Another summer has come while you're away. The sunflowers on my father's land remind me of you. Strong and tall. It's hard to tell you this but, I must. I've met someone else. We have arranged our marriage in the month of August on the twenty third day. Now that I am eighteen, I can make my own decisions.This was one of them. You will forever be in my memories. I will never forget that Sunday you showed me the way to our secret place. Where the creek flows and the crickets chirp, and where the sunlight dances on the grass at dusk. I walk that path every day. After I am married, I will not be able to, but I will never forget the way. I pray every night for your safe return. Don't forget, I loved you first.

With Love, Valerie

I haven't spoken to her since she asked me to send this to him. I hate her. I never sent the letter to him because, I thought he'd be so heartbroken that he'd walk right in front of a bullet. He'd kill himself, I know it. I drop the letter into the little box and pick  up the pictures. The first one, was him holding me at the hospital, sixteen years ago. The second, was us smashing cake into each other's faces on my fourth birthday. The third, was him reading to me inside of a tent made of bed sheets. The fourth, he was trying to braid my hair at the cabin on the lake, six years ago. The fifth, us each holding our newborn twin brothers, four years ago. The last picture, me kissing his cheek the day he left for the war. His nose, crinkled. His shining green eyes, laughing.

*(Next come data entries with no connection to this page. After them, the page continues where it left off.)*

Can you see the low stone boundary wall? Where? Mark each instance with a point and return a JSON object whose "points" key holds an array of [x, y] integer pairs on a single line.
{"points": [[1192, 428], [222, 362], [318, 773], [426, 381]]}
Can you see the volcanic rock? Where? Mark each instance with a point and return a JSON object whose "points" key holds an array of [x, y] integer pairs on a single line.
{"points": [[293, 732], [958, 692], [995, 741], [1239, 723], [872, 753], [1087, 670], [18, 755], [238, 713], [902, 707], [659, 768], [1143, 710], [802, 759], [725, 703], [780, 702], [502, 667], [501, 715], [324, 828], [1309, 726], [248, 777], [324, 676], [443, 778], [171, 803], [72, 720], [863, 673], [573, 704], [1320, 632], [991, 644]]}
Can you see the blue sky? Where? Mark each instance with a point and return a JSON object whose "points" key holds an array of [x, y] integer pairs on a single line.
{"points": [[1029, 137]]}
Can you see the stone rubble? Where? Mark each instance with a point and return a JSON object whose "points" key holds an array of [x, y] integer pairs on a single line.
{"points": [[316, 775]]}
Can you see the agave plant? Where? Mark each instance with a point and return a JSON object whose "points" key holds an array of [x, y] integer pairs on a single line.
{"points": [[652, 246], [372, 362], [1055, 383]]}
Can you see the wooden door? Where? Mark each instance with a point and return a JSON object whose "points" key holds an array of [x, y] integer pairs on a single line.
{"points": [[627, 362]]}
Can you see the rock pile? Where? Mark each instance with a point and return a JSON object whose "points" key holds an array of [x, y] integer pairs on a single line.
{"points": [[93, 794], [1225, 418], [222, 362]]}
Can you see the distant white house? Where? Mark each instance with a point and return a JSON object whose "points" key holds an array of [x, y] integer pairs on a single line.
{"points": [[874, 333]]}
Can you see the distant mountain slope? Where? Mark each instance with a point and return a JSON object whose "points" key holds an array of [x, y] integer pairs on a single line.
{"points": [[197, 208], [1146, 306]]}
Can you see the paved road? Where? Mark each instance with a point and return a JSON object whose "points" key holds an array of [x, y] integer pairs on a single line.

I begin to cry again. Light taps from my door echo in the four walls of my bedroom. I toss the photos into the box,put the lid on, and slide it back underneath my bed. "Come in." I say as I stand up. My mother opens the door and steps in. She's trying to smile, but it only shows how sad she really is. She crosss her black lace covered arms. "Are you ready?" she asks. Her voice, soft and sorrowful. I try to fight my sadness when I answer,"Yes." She just stands there. Her arms fall to her sides. I give in. I run into her laced arms and weep hopelessly. She hugs me tightly. "I miss him too." she whispers. She kisses my forehead and strokes my long, curly, brown hair. "It's just so unreal." I manage to say in-between sobs. I cry for a few more minutes, then I stop and she wipes my face. I take a deep breath and stand up straight. It's time to let him go. It's time for the funeral.